I've also been told that "box" and "slip" have meanings in the UK similar to the Italian, but the Cambridge dictionary doesn't verify that.>>

no box or slip in our house, bvl - boxers or boxer shorts and as for a slip, that is what my mum used to wear [and perhaps still does] under a dress, that has a loose bra top and straps - like something worn in a post war Italian movie to denote a lady of a certain class.

<<I thought you had gone to the dark side of the force.
I just needed a cyberhug and you just gave it.
Life can start again>>

phew. WoinP, je suis très contente que nous sommes encours amis cordials. [or is that some sort of cocktail like a martini?]

We've come along way from steak and kidney pud.

bvlenci Nov 2nd, 2016 04:21 PM

<i> And beefsteak became in some places biftek and some say biftek de cheval - beefsteak of horse... </i>

In Italy, a bistecca di maiale is a pork beefsteak.

<i> We imported a lot from IT.
Email, file, forward, delete have supplanted the French words. </i>

In Italy, email can be email, just mail, or posta elettronica. File is universal. Forward usually remains Italian, inoltrare. Delete also is almost always "cancellare". Download can either be English, or scaricare.

Backup, database, server, plotter, scanner, firewall, browser, and driver are almost universally used, and I don't even know of any Italian equivalent. They are almost always used as nouns. The verb form of backup would be "fare un backup". "Download" as a noun is fairly common, but for the verb, "scaricare" would be more usual.

Masterizzare and hackerare are examples of hybrid words, which combine an English word with an Italian ending to make a verb.

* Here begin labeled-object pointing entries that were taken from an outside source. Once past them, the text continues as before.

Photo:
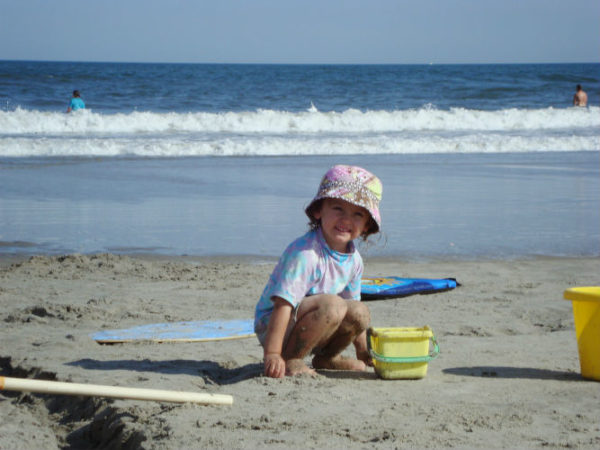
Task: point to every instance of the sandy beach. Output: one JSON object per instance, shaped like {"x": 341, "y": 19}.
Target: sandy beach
{"x": 507, "y": 376}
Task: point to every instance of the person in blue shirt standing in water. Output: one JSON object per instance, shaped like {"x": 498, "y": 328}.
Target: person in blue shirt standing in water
{"x": 76, "y": 102}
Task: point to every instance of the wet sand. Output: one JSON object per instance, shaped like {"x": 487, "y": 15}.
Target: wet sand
{"x": 507, "y": 376}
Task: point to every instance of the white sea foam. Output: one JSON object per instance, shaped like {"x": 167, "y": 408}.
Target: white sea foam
{"x": 269, "y": 132}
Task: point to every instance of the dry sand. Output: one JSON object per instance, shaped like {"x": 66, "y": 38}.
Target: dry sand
{"x": 507, "y": 376}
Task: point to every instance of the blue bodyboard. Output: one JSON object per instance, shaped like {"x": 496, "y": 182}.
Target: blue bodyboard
{"x": 196, "y": 331}
{"x": 378, "y": 288}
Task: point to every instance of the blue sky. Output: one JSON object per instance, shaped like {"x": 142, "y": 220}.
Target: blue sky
{"x": 302, "y": 31}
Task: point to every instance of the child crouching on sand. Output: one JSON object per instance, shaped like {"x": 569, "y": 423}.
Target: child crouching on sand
{"x": 311, "y": 301}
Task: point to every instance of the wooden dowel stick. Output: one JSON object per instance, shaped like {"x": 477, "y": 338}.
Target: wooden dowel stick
{"x": 57, "y": 387}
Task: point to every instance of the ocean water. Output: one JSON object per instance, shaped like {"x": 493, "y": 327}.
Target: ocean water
{"x": 476, "y": 160}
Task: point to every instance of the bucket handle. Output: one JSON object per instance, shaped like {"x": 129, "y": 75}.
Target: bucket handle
{"x": 405, "y": 359}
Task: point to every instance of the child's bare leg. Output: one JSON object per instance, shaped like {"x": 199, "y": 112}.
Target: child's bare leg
{"x": 319, "y": 316}
{"x": 357, "y": 319}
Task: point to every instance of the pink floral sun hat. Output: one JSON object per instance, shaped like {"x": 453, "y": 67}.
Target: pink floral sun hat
{"x": 352, "y": 184}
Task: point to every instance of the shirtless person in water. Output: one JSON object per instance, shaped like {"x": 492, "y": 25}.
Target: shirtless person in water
{"x": 580, "y": 97}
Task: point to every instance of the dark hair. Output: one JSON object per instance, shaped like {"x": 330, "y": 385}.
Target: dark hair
{"x": 315, "y": 223}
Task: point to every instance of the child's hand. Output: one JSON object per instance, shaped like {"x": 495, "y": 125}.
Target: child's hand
{"x": 274, "y": 365}
{"x": 363, "y": 355}
{"x": 362, "y": 352}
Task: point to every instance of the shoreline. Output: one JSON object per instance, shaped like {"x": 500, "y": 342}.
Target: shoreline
{"x": 507, "y": 375}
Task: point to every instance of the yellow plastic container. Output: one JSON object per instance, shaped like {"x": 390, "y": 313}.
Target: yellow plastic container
{"x": 401, "y": 353}
{"x": 586, "y": 312}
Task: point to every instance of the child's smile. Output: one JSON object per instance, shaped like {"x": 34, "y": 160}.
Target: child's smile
{"x": 341, "y": 222}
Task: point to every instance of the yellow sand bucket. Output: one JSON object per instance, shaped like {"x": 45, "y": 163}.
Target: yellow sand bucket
{"x": 401, "y": 353}
{"x": 586, "y": 312}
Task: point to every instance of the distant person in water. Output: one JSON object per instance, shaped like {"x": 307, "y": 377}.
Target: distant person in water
{"x": 76, "y": 102}
{"x": 580, "y": 97}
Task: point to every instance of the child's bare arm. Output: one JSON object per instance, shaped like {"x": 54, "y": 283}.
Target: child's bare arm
{"x": 278, "y": 323}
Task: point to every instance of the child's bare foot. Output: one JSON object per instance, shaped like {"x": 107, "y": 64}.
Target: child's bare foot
{"x": 338, "y": 362}
{"x": 297, "y": 367}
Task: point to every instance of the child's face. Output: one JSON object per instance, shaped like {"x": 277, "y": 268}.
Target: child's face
{"x": 341, "y": 222}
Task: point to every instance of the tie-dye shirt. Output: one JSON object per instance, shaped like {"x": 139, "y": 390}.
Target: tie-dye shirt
{"x": 308, "y": 267}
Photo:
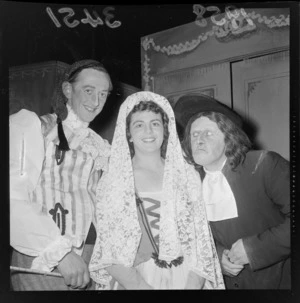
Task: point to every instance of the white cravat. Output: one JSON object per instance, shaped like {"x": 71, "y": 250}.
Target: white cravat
{"x": 218, "y": 197}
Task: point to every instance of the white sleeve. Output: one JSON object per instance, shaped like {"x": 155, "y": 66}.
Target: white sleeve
{"x": 31, "y": 232}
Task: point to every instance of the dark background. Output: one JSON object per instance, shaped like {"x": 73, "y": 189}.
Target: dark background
{"x": 31, "y": 36}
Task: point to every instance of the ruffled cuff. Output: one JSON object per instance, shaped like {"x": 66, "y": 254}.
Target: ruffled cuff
{"x": 50, "y": 257}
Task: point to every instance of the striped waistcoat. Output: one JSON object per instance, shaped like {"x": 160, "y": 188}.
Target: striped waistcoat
{"x": 67, "y": 192}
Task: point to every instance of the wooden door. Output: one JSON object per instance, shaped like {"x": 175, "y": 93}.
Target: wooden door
{"x": 212, "y": 80}
{"x": 261, "y": 95}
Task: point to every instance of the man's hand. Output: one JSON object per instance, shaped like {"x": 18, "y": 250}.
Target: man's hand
{"x": 237, "y": 253}
{"x": 74, "y": 271}
{"x": 228, "y": 268}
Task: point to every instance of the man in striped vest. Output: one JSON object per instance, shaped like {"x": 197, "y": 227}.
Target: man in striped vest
{"x": 56, "y": 161}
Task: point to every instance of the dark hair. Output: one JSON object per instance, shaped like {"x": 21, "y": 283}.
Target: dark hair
{"x": 237, "y": 143}
{"x": 153, "y": 107}
{"x": 60, "y": 102}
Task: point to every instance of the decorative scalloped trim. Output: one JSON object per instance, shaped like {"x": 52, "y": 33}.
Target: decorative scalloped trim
{"x": 216, "y": 30}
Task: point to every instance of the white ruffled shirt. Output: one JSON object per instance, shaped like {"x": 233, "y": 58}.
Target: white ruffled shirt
{"x": 218, "y": 196}
{"x": 35, "y": 234}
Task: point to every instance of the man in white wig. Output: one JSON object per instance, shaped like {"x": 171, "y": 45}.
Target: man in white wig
{"x": 152, "y": 231}
{"x": 56, "y": 161}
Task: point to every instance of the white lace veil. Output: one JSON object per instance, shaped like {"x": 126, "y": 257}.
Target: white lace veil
{"x": 184, "y": 228}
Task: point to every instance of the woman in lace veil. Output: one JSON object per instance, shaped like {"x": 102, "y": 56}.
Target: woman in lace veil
{"x": 152, "y": 231}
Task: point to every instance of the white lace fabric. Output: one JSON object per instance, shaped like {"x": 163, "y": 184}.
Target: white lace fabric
{"x": 183, "y": 223}
{"x": 218, "y": 197}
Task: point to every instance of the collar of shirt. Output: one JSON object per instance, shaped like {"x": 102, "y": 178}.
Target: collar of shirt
{"x": 73, "y": 120}
{"x": 218, "y": 196}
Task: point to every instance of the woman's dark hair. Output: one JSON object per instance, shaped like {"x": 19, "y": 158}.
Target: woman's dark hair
{"x": 237, "y": 143}
{"x": 153, "y": 107}
{"x": 60, "y": 101}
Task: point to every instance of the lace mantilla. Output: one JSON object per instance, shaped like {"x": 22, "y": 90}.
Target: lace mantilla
{"x": 183, "y": 225}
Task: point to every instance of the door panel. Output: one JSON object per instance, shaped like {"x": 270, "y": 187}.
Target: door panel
{"x": 261, "y": 96}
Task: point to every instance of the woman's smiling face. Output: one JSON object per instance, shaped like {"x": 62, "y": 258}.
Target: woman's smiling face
{"x": 147, "y": 131}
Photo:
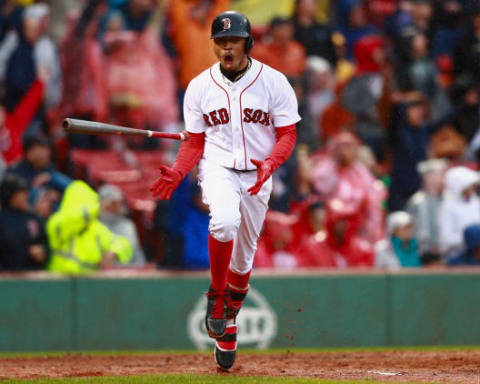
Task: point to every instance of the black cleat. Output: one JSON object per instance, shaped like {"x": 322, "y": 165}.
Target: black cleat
{"x": 216, "y": 317}
{"x": 226, "y": 348}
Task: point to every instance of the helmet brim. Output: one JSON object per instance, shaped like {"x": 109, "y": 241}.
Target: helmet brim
{"x": 226, "y": 33}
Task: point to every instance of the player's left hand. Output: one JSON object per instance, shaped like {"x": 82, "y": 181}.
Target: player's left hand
{"x": 264, "y": 171}
{"x": 166, "y": 183}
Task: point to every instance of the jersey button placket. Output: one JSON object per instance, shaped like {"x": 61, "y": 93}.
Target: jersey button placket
{"x": 236, "y": 131}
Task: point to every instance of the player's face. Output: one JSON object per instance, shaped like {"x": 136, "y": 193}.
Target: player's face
{"x": 230, "y": 51}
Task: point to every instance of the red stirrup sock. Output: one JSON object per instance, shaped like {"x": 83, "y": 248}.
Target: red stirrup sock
{"x": 220, "y": 255}
{"x": 238, "y": 286}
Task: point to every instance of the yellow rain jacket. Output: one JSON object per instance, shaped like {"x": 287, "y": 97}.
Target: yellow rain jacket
{"x": 77, "y": 239}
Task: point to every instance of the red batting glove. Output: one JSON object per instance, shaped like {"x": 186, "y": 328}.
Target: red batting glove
{"x": 166, "y": 183}
{"x": 264, "y": 171}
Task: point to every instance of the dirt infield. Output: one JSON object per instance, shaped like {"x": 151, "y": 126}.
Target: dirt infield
{"x": 455, "y": 366}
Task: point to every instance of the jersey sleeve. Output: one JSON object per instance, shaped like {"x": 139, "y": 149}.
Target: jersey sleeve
{"x": 284, "y": 110}
{"x": 194, "y": 121}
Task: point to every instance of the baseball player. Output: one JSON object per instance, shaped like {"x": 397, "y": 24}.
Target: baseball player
{"x": 240, "y": 115}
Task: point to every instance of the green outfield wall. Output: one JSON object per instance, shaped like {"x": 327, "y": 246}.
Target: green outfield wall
{"x": 161, "y": 311}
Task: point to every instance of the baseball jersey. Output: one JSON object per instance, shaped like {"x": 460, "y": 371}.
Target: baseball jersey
{"x": 239, "y": 118}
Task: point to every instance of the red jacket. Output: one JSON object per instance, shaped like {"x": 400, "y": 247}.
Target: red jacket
{"x": 17, "y": 121}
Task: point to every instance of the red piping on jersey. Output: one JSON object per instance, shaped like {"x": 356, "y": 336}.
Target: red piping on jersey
{"x": 228, "y": 99}
{"x": 241, "y": 114}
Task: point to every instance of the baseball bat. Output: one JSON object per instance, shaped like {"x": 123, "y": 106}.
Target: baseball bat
{"x": 95, "y": 128}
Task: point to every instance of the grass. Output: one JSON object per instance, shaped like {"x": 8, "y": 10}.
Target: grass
{"x": 270, "y": 351}
{"x": 188, "y": 379}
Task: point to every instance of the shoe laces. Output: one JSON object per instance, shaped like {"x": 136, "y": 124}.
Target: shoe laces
{"x": 219, "y": 304}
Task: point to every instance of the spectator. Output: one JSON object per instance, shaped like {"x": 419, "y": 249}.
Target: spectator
{"x": 195, "y": 231}
{"x": 471, "y": 254}
{"x": 79, "y": 242}
{"x": 137, "y": 14}
{"x": 84, "y": 87}
{"x": 340, "y": 247}
{"x": 275, "y": 247}
{"x": 140, "y": 81}
{"x": 321, "y": 92}
{"x": 410, "y": 136}
{"x": 449, "y": 29}
{"x": 459, "y": 209}
{"x": 42, "y": 202}
{"x": 356, "y": 25}
{"x": 281, "y": 52}
{"x": 14, "y": 124}
{"x": 311, "y": 221}
{"x": 23, "y": 244}
{"x": 22, "y": 55}
{"x": 335, "y": 117}
{"x": 351, "y": 183}
{"x": 464, "y": 94}
{"x": 363, "y": 92}
{"x": 466, "y": 57}
{"x": 419, "y": 73}
{"x": 399, "y": 25}
{"x": 400, "y": 249}
{"x": 345, "y": 69}
{"x": 422, "y": 14}
{"x": 189, "y": 29}
{"x": 113, "y": 215}
{"x": 316, "y": 38}
{"x": 10, "y": 17}
{"x": 424, "y": 207}
{"x": 36, "y": 166}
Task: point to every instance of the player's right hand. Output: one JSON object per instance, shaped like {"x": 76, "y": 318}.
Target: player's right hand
{"x": 166, "y": 183}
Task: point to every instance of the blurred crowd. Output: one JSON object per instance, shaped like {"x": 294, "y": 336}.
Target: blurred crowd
{"x": 384, "y": 174}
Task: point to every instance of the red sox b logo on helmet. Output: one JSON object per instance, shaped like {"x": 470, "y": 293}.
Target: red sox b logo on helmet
{"x": 226, "y": 23}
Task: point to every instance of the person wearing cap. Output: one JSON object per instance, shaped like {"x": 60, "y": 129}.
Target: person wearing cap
{"x": 113, "y": 215}
{"x": 470, "y": 256}
{"x": 189, "y": 23}
{"x": 282, "y": 52}
{"x": 400, "y": 248}
{"x": 36, "y": 165}
{"x": 424, "y": 206}
{"x": 79, "y": 242}
{"x": 459, "y": 208}
{"x": 26, "y": 55}
{"x": 23, "y": 243}
{"x": 314, "y": 36}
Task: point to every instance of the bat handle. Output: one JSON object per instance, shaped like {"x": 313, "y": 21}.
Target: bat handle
{"x": 182, "y": 136}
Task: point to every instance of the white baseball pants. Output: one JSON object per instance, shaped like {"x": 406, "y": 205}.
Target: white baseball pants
{"x": 234, "y": 214}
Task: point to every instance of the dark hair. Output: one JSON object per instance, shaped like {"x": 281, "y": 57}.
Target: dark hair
{"x": 11, "y": 184}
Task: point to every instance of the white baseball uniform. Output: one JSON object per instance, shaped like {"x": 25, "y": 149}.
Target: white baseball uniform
{"x": 239, "y": 120}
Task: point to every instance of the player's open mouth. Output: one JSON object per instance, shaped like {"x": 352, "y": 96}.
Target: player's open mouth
{"x": 228, "y": 59}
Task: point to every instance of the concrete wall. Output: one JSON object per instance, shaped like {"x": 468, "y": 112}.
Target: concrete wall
{"x": 310, "y": 310}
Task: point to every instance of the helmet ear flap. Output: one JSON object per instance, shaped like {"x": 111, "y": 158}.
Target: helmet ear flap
{"x": 249, "y": 44}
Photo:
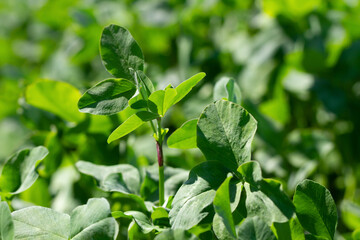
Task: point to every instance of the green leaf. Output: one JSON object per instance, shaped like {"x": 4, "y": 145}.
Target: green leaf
{"x": 177, "y": 234}
{"x": 160, "y": 217}
{"x": 132, "y": 123}
{"x": 90, "y": 221}
{"x": 120, "y": 53}
{"x": 256, "y": 229}
{"x": 142, "y": 221}
{"x": 196, "y": 194}
{"x": 39, "y": 223}
{"x": 264, "y": 197}
{"x": 224, "y": 133}
{"x": 19, "y": 171}
{"x": 227, "y": 88}
{"x": 350, "y": 214}
{"x": 185, "y": 87}
{"x": 145, "y": 83}
{"x": 315, "y": 209}
{"x": 120, "y": 214}
{"x": 291, "y": 230}
{"x": 122, "y": 178}
{"x": 356, "y": 234}
{"x": 222, "y": 208}
{"x": 93, "y": 221}
{"x": 185, "y": 136}
{"x": 223, "y": 220}
{"x": 6, "y": 222}
{"x": 59, "y": 98}
{"x": 161, "y": 100}
{"x": 107, "y": 97}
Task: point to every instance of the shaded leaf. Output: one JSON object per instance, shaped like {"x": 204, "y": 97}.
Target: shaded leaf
{"x": 120, "y": 53}
{"x": 184, "y": 137}
{"x": 223, "y": 215}
{"x": 39, "y": 223}
{"x": 227, "y": 88}
{"x": 256, "y": 229}
{"x": 19, "y": 171}
{"x": 59, "y": 98}
{"x": 161, "y": 100}
{"x": 107, "y": 97}
{"x": 350, "y": 214}
{"x": 175, "y": 234}
{"x": 93, "y": 221}
{"x": 120, "y": 178}
{"x": 185, "y": 87}
{"x": 291, "y": 230}
{"x": 196, "y": 194}
{"x": 315, "y": 209}
{"x": 264, "y": 197}
{"x": 224, "y": 133}
{"x": 132, "y": 123}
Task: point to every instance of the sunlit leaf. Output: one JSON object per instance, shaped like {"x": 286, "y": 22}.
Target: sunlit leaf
{"x": 224, "y": 133}
{"x": 59, "y": 98}
{"x": 185, "y": 136}
{"x": 120, "y": 178}
{"x": 256, "y": 229}
{"x": 132, "y": 123}
{"x": 120, "y": 53}
{"x": 196, "y": 194}
{"x": 19, "y": 171}
{"x": 107, "y": 97}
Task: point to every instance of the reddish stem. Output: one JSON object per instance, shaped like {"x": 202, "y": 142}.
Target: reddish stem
{"x": 160, "y": 154}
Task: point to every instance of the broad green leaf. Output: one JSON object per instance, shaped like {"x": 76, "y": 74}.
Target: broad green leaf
{"x": 132, "y": 123}
{"x": 120, "y": 178}
{"x": 145, "y": 83}
{"x": 19, "y": 171}
{"x": 120, "y": 214}
{"x": 196, "y": 194}
{"x": 59, "y": 98}
{"x": 291, "y": 230}
{"x": 227, "y": 88}
{"x": 142, "y": 221}
{"x": 350, "y": 214}
{"x": 185, "y": 136}
{"x": 223, "y": 210}
{"x": 107, "y": 97}
{"x": 93, "y": 221}
{"x": 39, "y": 223}
{"x": 185, "y": 87}
{"x": 6, "y": 222}
{"x": 90, "y": 221}
{"x": 224, "y": 133}
{"x": 315, "y": 209}
{"x": 161, "y": 100}
{"x": 254, "y": 228}
{"x": 175, "y": 234}
{"x": 120, "y": 53}
{"x": 264, "y": 197}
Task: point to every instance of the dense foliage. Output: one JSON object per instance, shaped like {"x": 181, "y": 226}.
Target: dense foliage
{"x": 293, "y": 67}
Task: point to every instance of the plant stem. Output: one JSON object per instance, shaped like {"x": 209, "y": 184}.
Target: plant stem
{"x": 161, "y": 164}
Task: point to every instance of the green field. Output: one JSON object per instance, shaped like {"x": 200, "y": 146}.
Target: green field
{"x": 179, "y": 119}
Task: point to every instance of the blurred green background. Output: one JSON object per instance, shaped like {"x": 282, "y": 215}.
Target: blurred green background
{"x": 297, "y": 64}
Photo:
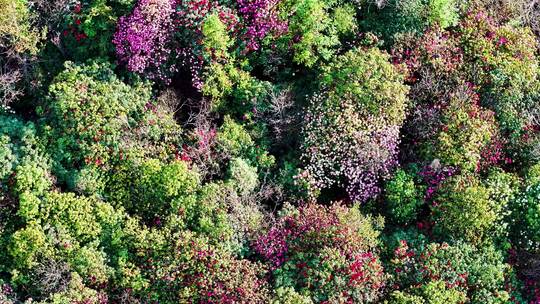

annhig Nov 2nd, 2016 09:30 PM

bvl - thanks for the lesson in contemporary italian; that's very useful. I will now be able to dazzle the rest of my italian class with my bang up to date IT vocabulary, though if i use too many english words at once, there is always the danger that they will think that I'm just resorting to them because I don't know the proper italian terms, so I'll have to throw in an italian sounding one from time to time; hackerare is perfect. Grazie 1000!

PatrickLondon Nov 2nd, 2016 11:02 PM

>>Download can either be English, or scaricare<<

If we anglicised "scaricare", that would just about define the feelings one gets watching some downloads take forever....

WoinParis Nov 2nd, 2016 11:46 PM

Quebec uses courriel for email.
A very nice word. That we don't use.

bilboburgler Nov 3rd, 2016 12:32 AM

"Box" let's not go there

Ann, to improve my italian I switched my phone over to italian, now makes a lot of noise and I can't do a thing with it :-)

annhig Nov 3rd, 2016 03:15 AM

Ann, to improve my italian I switched my phone over to italian, now makes a lot of noise and I can't do a thing with it>>

bravo, bilbo.

zachhealey Nov 6th, 2016 03:50 PM

Well, I am lost now.

Hooameye Nov 6th, 2016 11:48 PM

"Well, I am lost now."


Zach, yes me too, this thread seems to have gone a "little" off topic. Perhaps you will be good enough to come back with a report on your Christmas Holiday in England after you return to the U.S.

sparkchaser Nov 7th, 2016 04:23 AM

This thread amuses me greatly.

My only real qualm with English food is with their sausages.

A few months ago I scored some hogget from a farmers market and freeze it. On Saturday a local farm shop had some Welsh salt marsh lamb and I bought some of that. Yesterday I made a big ol' pot of lamb chili. Yes, lamb chili. So tasty.

janisj Nov 7th, 2016 04:40 AM

>>Well, I am lost now.<<

Zach -- haven't you ever had conversations with your family or friends when you started out talking about one thing and it went off on tangents about other things? Sometimes related, sometimes out of left field?

That is how some threads go on Fodors. And some people like to joke around (WoinParis . . . [-X )

And all the talk about different languages, and spats between other Fodorites don't really answer your questions . . . but that happens.

Hooameye Jan 10th, 2017 07:33 AM

I've resurrected this thread in Zachealy is still around and can tell us what he though of the food over the Christmas holiday, bet it wasn't as bad as what he thought it was going to be.

annhig Jan 10th, 2017 09:58 AM

good thinking, Hooameye.

i think we'd all like to know the answer to that.